Through its Vietnam ambassador, the Bush administration announced on February 9 that it will fund 40% of a US$1 million plan to study how to clean up a former US military base in Vietnam that is contaminated by dioxin, a class-one human carcinogen. Dioxin was a key ingredient in Agent Orange, a defoliant that Washington used extensively in the Vietnam War from 1961 to 1971.
According to a February 9 Associated Press report, Vietnam's government and the Ford Foundation will provide the remaining $600,000. The study's scope is confined only to the former base in Da Nang. It doesn't involve an actual clean-up, nor does it cover at least two other similarly contaminated former US bases — in Bien Hoa (in Dong Nai province) and Phu Cat (Binh Dinh province) — nor 50 or so other dioxin "hot spots".

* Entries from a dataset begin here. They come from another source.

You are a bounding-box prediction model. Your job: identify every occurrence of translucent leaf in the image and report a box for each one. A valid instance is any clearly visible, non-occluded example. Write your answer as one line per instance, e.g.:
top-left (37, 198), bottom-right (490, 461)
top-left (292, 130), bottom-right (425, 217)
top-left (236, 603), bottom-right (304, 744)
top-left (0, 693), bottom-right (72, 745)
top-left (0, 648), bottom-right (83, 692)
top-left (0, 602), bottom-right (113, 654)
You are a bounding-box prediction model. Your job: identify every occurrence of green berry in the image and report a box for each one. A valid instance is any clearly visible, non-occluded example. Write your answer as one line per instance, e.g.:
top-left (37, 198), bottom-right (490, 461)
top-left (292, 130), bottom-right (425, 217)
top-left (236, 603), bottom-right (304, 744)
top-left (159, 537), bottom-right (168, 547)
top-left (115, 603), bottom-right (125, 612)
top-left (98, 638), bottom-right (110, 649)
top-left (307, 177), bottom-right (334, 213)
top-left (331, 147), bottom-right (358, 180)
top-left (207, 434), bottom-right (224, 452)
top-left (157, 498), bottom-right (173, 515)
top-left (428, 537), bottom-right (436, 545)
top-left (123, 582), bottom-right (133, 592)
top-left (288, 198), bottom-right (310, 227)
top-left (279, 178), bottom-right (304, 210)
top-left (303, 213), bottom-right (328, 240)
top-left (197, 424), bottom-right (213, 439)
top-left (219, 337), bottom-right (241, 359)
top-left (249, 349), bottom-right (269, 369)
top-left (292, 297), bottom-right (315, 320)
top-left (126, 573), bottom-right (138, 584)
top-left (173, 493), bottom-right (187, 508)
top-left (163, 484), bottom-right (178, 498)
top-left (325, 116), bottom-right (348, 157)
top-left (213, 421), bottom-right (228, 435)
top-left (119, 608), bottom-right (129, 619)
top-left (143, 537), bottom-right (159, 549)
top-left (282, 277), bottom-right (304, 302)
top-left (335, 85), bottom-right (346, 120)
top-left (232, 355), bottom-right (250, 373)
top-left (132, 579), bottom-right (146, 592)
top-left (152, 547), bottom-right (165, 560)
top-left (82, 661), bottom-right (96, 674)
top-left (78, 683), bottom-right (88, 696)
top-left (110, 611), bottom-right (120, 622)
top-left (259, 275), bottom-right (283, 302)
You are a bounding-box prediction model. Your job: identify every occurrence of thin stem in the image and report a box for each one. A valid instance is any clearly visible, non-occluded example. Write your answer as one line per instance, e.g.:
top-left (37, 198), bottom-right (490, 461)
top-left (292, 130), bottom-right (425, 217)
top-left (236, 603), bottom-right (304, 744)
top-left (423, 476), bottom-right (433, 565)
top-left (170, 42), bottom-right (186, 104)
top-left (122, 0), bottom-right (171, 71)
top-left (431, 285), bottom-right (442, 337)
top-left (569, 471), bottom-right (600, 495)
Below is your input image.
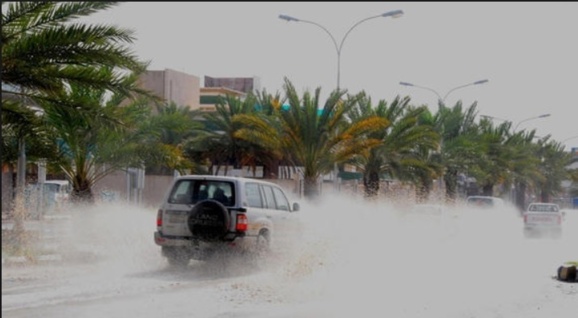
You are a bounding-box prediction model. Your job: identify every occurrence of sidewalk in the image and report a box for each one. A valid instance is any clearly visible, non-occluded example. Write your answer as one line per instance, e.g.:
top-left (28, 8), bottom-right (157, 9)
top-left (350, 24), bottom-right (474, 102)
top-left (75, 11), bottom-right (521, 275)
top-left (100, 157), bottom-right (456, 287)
top-left (2, 214), bottom-right (72, 266)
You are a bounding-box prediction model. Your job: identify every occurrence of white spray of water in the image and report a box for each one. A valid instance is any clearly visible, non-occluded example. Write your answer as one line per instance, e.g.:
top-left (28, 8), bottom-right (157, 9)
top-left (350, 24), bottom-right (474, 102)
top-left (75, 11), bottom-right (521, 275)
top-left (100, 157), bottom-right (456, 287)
top-left (4, 195), bottom-right (577, 317)
top-left (214, 194), bottom-right (578, 317)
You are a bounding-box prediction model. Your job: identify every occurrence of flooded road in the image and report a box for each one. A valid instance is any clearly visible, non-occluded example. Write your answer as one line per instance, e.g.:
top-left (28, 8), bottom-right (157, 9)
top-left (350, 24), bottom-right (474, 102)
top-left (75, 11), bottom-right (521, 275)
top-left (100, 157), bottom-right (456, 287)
top-left (2, 197), bottom-right (577, 318)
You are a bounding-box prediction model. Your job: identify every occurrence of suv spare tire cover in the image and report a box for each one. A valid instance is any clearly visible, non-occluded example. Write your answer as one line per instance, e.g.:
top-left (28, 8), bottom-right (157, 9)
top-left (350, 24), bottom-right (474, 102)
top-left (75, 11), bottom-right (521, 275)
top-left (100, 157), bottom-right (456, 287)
top-left (188, 199), bottom-right (230, 241)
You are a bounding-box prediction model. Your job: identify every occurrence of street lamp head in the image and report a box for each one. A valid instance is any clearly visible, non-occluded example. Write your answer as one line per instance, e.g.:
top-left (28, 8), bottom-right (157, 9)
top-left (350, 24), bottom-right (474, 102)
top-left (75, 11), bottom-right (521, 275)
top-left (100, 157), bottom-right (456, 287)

A letter published in Michigan's Midland Daily News on February 17 by Len Aldis, the Britain-Vietnam Friendship Society's secretary, asked, "what of the people on whom the chemicals were sprayed? Today in Vietnam there are over three million living victims including new-born babies, suffering from illnesses, many with severe disabilities caused through Agent Orange. Of what benefit to them will the $400,000 or the $1 million [be]."
During the negotiation of the 1973 Paris Peace Accords between the revolutionary Vietnamese government, Washington and the puppet regime in Saigon, which ended direct US military involvement in the war, the Nixon administration agreed to provide $3.5 billion in aid over five years. Not one cent of this has been paid.
US funding for the Da Nang study does not indicate that Washington has agreed to take responsibility for the victims of Agent Orange. In a February 13 interview published on Vietnamnet.vn, Michael Marine, Washington's ambassador to Vietnam, claimed that "we still lack accurate research on the causes of many disability cases in Vietnam. It doesn't mean that I believe and am sure that the people I met aren't dioxin victims. It only means that there hasn't been any scientific basis to ascertain the truth."
Marine continued: "There are two things I want to bring up, which is deformed newborns and malformation. There are many factors that cause these such as nutrition, heredity, disorders caused by engaging in particular professions, or even [their] parents' age."
Because Washington is still evading responsibility for its crimes in Vietnam, more than 30 major chemical companies that the US government employed to spray Agent Orange are being targeted by their Vietnamese victims in a US court case initiated in January 2004. A US judge dismissed the case in early 2005, but it is currently under appeal. The case expected to be heard over the next few months.
VietNam News reported on January 30 that Bob Feldman, a US Vietnam War veteran who suffered from exposure to Agent Orange, donated $50,000 to aid dioxin victims in Vietnam. Feldman had received a $30,000 pay out from the US government before his death last May.